【第25話】小さな一歩、大きな差
「……これ、去年の私の字」
そう言って、真理子は練習ノートの一冊を開いた。
新人戦も終わり、自由課題に取り組む合間の日。
ふと引き出しの奥から見つけた、入部当初の練習記録。
「……なんか、懐かしい」
広げられた半紙には、たどたどしい線の「心」「和」「志」などが並んでいた。
丁寧だけれど、どこか硬くて、ぎこちない。
「これが、“初心”かぁ」
真理子は苦笑しながら、隣に現在の練習作を置いた。
同じ字。「志」。
線の方向、リズム、墨の濃淡――どれも自然になっている。
誰かに褒められたわけじゃない。賞をとったわけでもない。
でも、違いは歴然だった。
(ちゃんと……変わってる。私の字)
そこに、あすかがやってきた。
「なに見てんの?」
「……一年前の自分の字」
「おお、黒歴史?」
「半分ね。でも、半分は、宝物」
そう言って、真理子はページを指でなぞった。
「ほら、ここの“とめ”。

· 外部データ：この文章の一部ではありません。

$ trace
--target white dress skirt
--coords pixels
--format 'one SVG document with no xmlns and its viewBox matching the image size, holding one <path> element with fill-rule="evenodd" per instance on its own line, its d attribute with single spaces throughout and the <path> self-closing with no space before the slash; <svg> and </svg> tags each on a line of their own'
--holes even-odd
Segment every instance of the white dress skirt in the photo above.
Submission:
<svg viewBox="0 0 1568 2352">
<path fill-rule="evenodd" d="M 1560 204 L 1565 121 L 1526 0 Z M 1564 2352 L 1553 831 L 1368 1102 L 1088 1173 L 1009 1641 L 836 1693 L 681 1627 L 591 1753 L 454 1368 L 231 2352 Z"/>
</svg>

去年は筆が止まらずに流れてた。でも、今は……ちゃんと止めて、重さが乗ってる。あすか、気づく?」
「んー……あ、ホントだ。重さが違う。線が“立ってる”って感じ!」
「たったそれだけ。でも、それが私にとっては……すごく、うれしい」
そこへ、志津香もやってきた。
「どうしたの?」
「真理子、過去の自分に勝ってる最中」
「いいわね、それ。一番健全な戦い」
志津香はふっと笑って、真理子の作品を見つめた。
「ねえ、“小さな一歩”って、大事よ。誰かに言われなくても、自分で分かるようになる。それが、本当の成長だと思う」
真理子は、静かに頷いた。
(誰かと比べるんじゃなくて、昨日の自分に、少しだけ勝つ)
(それを続けていけば、きっと私は……)
「“小さな一歩”が、“大きな差”になるのって、たぶん、あとから気づくものなんだよね」
あすかが言った。
「うん。でも気づけてよかった。……だから、書き続けてきてよかった」
真理子は、もう一度筆を取った。
今、書きたいのは――「積」。
積み上げる線を、積み重ねる時間を。
この一年が証明してくれる。
小さな一歩が、小さな差を生み、
やがてそれは、確かな“真理子の字”になる。